Un problème de confiance persistant dans certains endroits

Un agent de l’OMS a aussi évoqué la persistance d’une crise de confiance de certains habitants vis-à-vis des équipes de riposte.

« Dans certaines cellules de Butembo, certains contacts ne veulent pas se faire identifier, d’autres cachent ou communiquent des mauvais noms pour compliquer le suivi», ont dénoncé les animateurs de la coordination stratégique de la riposte. Depuis la résurgence d’Ebola à Butembo, plus de 150 contacts sont perdus de vue.

La malhonnêteté des prestataires de soins

La coordination a aussi dénoncé le comportement de certains responsables des structures sanitaires qui ne veulent pas coopérer avec les équipes de la riposte, en vue de s’attirer des «patients-clients».

Stratégie de séduction des patients ? Ces prestataires de soins s’abstiennent d’installer, à l’entrée de leurs structures, des kits de lavage de mains.

Car, c’est à partir de ces kits que certains patients qui veulent échapper la surveillance des équipes de riposte se rassurent qu’une structure sanitaire coopère ou pas avec la riposte.

« La population s’arrange à identifier les structures sanitaires qui ne collaborent pas avec la riposte», regrette un membre de la coordination.

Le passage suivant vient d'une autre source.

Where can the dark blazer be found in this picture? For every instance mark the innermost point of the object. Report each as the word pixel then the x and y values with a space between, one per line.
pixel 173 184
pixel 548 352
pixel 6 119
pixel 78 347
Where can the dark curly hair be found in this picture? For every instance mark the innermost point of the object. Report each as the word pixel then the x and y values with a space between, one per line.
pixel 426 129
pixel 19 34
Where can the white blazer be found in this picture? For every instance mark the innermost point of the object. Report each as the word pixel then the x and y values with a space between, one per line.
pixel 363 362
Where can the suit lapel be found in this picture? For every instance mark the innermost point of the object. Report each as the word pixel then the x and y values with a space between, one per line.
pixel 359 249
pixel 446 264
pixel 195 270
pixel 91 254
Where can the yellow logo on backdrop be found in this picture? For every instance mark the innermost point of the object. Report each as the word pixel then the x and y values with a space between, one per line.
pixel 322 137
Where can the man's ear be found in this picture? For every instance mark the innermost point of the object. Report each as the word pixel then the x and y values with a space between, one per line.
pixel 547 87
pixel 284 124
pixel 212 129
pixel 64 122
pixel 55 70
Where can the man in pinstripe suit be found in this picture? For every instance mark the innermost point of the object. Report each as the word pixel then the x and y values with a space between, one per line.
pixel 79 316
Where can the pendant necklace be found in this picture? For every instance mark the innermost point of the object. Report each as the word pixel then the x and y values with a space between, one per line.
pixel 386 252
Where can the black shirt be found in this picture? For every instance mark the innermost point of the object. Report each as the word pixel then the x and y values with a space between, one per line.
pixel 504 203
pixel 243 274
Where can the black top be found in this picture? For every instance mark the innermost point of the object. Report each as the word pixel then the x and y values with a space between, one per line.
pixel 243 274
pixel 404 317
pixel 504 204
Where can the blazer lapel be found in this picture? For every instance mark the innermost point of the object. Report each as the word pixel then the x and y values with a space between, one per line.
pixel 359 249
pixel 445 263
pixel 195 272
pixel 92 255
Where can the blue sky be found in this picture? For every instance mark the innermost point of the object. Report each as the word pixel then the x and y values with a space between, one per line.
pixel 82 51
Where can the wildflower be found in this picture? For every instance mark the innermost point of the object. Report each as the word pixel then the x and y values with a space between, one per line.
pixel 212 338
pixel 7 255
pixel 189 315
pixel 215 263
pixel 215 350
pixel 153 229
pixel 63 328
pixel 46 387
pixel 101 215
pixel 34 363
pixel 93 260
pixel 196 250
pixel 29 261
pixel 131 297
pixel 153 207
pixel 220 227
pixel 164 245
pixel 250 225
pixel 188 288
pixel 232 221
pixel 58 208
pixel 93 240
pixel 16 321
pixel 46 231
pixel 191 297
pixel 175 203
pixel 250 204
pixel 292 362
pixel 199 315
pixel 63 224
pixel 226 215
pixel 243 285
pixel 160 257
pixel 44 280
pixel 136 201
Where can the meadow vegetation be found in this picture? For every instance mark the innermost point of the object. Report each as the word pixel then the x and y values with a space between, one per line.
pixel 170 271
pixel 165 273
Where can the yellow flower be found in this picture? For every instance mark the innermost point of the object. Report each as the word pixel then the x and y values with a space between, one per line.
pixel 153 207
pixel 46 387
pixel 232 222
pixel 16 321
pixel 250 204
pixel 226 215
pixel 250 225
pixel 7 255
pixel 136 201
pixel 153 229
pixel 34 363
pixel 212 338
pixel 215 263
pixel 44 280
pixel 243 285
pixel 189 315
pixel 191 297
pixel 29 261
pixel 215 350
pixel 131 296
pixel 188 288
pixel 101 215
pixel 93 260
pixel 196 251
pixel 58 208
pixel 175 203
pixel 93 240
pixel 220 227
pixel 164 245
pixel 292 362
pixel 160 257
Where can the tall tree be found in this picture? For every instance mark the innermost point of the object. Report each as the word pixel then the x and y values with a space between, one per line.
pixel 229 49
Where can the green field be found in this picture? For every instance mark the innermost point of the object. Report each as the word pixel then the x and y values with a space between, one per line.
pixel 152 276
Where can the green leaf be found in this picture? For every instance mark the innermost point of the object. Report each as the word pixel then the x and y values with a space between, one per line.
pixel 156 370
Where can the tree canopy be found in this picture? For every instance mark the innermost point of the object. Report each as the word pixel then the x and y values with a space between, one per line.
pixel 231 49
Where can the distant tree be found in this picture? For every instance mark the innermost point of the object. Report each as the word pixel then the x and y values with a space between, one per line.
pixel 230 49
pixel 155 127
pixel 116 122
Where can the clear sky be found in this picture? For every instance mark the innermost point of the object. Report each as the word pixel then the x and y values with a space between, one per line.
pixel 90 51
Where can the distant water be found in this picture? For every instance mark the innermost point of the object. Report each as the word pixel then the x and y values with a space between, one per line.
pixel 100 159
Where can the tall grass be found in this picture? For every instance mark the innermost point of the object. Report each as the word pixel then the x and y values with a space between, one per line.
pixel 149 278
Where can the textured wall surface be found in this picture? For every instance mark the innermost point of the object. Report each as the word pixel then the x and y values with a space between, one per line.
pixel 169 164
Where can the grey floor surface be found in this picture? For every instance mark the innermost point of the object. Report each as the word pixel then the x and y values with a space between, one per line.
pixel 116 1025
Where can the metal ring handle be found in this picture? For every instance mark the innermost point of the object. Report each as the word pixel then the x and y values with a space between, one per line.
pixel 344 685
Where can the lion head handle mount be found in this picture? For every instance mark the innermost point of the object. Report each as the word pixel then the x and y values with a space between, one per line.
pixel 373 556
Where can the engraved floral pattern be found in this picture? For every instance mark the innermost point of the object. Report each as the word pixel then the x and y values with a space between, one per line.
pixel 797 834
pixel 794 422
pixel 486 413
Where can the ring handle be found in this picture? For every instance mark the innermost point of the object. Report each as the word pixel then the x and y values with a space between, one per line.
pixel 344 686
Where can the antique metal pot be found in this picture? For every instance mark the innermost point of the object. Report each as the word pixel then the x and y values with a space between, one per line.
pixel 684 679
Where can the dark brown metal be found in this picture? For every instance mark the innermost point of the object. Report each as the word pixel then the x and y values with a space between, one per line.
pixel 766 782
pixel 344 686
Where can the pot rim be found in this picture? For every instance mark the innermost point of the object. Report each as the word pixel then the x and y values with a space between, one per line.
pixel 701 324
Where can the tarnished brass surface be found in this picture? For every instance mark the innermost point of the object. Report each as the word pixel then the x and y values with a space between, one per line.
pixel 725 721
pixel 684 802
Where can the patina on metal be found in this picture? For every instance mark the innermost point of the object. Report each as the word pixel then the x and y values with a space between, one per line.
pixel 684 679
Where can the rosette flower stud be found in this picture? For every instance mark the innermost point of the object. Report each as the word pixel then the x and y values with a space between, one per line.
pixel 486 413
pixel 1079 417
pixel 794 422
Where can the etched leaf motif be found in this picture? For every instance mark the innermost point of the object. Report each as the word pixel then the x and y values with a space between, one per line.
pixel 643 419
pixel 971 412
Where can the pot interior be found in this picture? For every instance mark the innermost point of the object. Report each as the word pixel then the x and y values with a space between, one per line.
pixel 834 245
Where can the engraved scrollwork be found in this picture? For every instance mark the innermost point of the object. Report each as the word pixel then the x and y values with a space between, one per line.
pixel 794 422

Pour gagner l’argent de leurs «patients-clients» qui veulent se soustraire de la surveillance, d’ «autres prestataires de soins vont jusqu’à proposer des consultations à domicile», a dénoncé la coordination stratégique de la riposte de Butembo.

« De fois, quand nos équipes passent dans certaines structures sanitaires, vers 8h, elles ne retrouvent pas des patients, parce que certains prestataires les internent vers 20h et les libèrent vers 6h» pour les faire échapper à la surveillance, a dénoncé un membre de la coordination. Pour lui, cette attitude malhonnête complique l’identification et le suivi des contacts. Elle représente un danger de propagation.

Appel à la coopération

L’épidémie étant de retour à Butembo, la coordination appelle les habitants à la vigilance et à la coopération. Pour le Docteur Atibasay Jean Paul, coordonnateur intérimaire de la riposte à Butembo, cette coopération permettra  aux équipes de riposte d’identifier les contacts liés aux nouveaux cas d’Ebola, et de couper, par conséquent, la chaine de contamination.+

« Des contacts identifiés doivent être assidus au suivi pendant 21 jours», a-t-il conseillé.

Cet expert du ministère de la santé publique a aussi appelé les habitants à dénoncer tous ces prestataires de soins qui ne collaborent pas avec les équipes de riposte et qui vont jusqu’à proposer des soins à domicile. Car, interpelle-t-il, cela présente un danger.